Manic Street Preachers have always been risk takers. Having long broken their promise to break up after releasing their first album, the band would carry on as a trio after troubled guitarist Richey Edwards disappeared from their lives in February 1995, seemingly forever.
And here they are again, taking a gamble like never before. With Edwards officially declared dead, the erstwhile band conscience makes his presence felt by supplying all the lyrics from journals given to his bandmates prior to his vanishing act. Less kind observers would deem this the act of desperate band: certainly, the albums released between the first post-Edwards album, Everything Must Go and the partial return to form that was 2007’s Send Away The Tigers suggested a band that was making all the progress of a one-armed man in a rowing boat; while the use of Jenny Saville’s artwork — echoing The Holy Bible‘s packaging — is surely the last throw of the dice.
It’s a view that may have held water at the turn of the century; but with the Manic Street Preachers once again lean and hungry, Journal For Plague Lovers actually sounds like the logical step to take. Yet, despite Edwards’ indelible fingerprints being stamped all over the album, this is not the sequel to The Holy Bible that some were expecting. The sense of dread, claustrophobia and suffocation that characterised the 1994 album is replaced, on occasion, with humour; check ‘Me And Stephen Hawking’, with its droll "We missed the sex revolution when we failed the physical", for evidence.
Opener ‘Peeled Apples’ is something of red herring.

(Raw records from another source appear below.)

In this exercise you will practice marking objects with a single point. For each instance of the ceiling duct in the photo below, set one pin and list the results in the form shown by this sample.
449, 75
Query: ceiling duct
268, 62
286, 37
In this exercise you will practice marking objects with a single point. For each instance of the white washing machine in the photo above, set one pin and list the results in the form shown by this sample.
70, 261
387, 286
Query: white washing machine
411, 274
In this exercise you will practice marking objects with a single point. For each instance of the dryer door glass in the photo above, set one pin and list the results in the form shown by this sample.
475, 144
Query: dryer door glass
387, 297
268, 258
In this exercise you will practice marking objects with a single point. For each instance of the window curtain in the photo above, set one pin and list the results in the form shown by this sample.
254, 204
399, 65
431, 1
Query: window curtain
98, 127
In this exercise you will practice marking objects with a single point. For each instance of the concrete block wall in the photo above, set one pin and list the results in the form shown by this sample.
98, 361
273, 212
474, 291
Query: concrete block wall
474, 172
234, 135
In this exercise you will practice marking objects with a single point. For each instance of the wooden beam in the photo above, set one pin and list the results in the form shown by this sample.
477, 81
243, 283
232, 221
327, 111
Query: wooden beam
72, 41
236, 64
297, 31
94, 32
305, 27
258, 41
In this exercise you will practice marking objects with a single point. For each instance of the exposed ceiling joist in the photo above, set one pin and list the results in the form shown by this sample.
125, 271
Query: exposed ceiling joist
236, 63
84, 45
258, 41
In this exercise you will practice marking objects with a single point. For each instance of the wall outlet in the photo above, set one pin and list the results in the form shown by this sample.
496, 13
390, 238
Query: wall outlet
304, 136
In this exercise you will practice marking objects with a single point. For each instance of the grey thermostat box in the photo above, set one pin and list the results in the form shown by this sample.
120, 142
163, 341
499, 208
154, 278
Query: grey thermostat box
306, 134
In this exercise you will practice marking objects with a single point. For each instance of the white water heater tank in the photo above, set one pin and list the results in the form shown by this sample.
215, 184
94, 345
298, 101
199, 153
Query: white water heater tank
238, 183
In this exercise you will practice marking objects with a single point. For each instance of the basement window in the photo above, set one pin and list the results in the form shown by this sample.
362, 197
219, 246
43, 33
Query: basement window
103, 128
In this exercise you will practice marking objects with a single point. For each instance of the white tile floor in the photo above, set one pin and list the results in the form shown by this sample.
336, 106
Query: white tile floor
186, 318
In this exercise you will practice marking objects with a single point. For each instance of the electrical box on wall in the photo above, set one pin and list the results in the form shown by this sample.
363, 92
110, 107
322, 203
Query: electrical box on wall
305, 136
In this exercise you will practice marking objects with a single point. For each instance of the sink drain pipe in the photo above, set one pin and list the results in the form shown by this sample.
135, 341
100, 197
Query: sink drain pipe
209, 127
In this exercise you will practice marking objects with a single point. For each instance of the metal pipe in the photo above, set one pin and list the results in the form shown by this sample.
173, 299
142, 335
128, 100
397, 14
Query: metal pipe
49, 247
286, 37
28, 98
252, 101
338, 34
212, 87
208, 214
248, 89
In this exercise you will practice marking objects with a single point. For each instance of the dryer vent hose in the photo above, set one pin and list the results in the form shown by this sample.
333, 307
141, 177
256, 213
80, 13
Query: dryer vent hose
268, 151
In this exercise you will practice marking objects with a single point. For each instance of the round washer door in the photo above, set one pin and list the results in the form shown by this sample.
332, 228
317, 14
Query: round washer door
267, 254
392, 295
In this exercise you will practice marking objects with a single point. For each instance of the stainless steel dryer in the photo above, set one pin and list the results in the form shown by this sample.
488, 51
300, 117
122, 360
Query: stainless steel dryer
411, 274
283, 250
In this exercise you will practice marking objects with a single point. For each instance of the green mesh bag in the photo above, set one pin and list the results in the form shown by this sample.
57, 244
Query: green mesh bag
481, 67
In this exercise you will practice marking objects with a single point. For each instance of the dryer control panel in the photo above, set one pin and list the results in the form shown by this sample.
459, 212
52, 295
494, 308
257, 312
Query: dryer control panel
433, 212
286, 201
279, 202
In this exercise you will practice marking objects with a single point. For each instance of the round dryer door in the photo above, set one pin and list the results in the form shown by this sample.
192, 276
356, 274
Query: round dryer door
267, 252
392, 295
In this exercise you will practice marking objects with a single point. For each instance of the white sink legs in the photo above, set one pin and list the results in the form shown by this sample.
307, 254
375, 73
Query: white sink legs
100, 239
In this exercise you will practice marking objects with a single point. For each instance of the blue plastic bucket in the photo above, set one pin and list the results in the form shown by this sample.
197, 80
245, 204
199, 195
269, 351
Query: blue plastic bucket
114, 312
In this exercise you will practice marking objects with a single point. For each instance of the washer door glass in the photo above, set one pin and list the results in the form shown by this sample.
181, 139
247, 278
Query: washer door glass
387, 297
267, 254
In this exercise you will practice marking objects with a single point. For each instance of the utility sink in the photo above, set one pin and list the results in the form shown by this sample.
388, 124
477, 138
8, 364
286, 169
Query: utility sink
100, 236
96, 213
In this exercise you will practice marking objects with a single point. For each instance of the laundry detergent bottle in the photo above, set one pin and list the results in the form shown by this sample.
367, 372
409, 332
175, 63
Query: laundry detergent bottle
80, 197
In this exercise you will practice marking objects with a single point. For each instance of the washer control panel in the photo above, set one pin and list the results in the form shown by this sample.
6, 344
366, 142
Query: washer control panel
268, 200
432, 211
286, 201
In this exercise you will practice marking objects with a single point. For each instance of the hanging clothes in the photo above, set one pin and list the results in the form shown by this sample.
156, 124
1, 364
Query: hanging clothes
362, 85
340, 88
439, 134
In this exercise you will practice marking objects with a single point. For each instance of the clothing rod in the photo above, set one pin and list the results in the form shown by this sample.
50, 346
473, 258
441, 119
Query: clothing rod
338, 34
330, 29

Ushered in by a sample of Christian Bale from The Machinist, the rumbling bass and James Dean Bradfield’s post-punk guitar certainly hint at a retread of The Holy Bible; but the more streamlined classic rock of ‘Joan Collins’ Existential Question Time’ soon puts paid to that. Nor does Steve Albini’s production open the red-raw sores that were anticipated; the sound throughout is rich and lush, a continuation of the album’s predecessor.
Predictably, there will be those who’ll pore over every word to see if there are any clues as to Edwards’ intent. But,
if the glacially stark ‘Doors Closing Slowly’ confirms his state of mind in the run-up to doing a runner, there’s still nothing here that hints at what would happen next.
Of course, Journal For Plague Lovers will do nothing to convert the haters; for them, the Manics have always been a poor man’s Clash playing second-hand hair metal riffs. But that view does the band a disservice — their inner turmoil always elevated them above that status. For the majority of admirers who have been consistently disappointed by what followed Everything Must Go, this latest outing will be a cause for celebration: not only is Edwards providing his idiosyncratic words once again, but his bandmates have risen with grace to meet those lofty standards.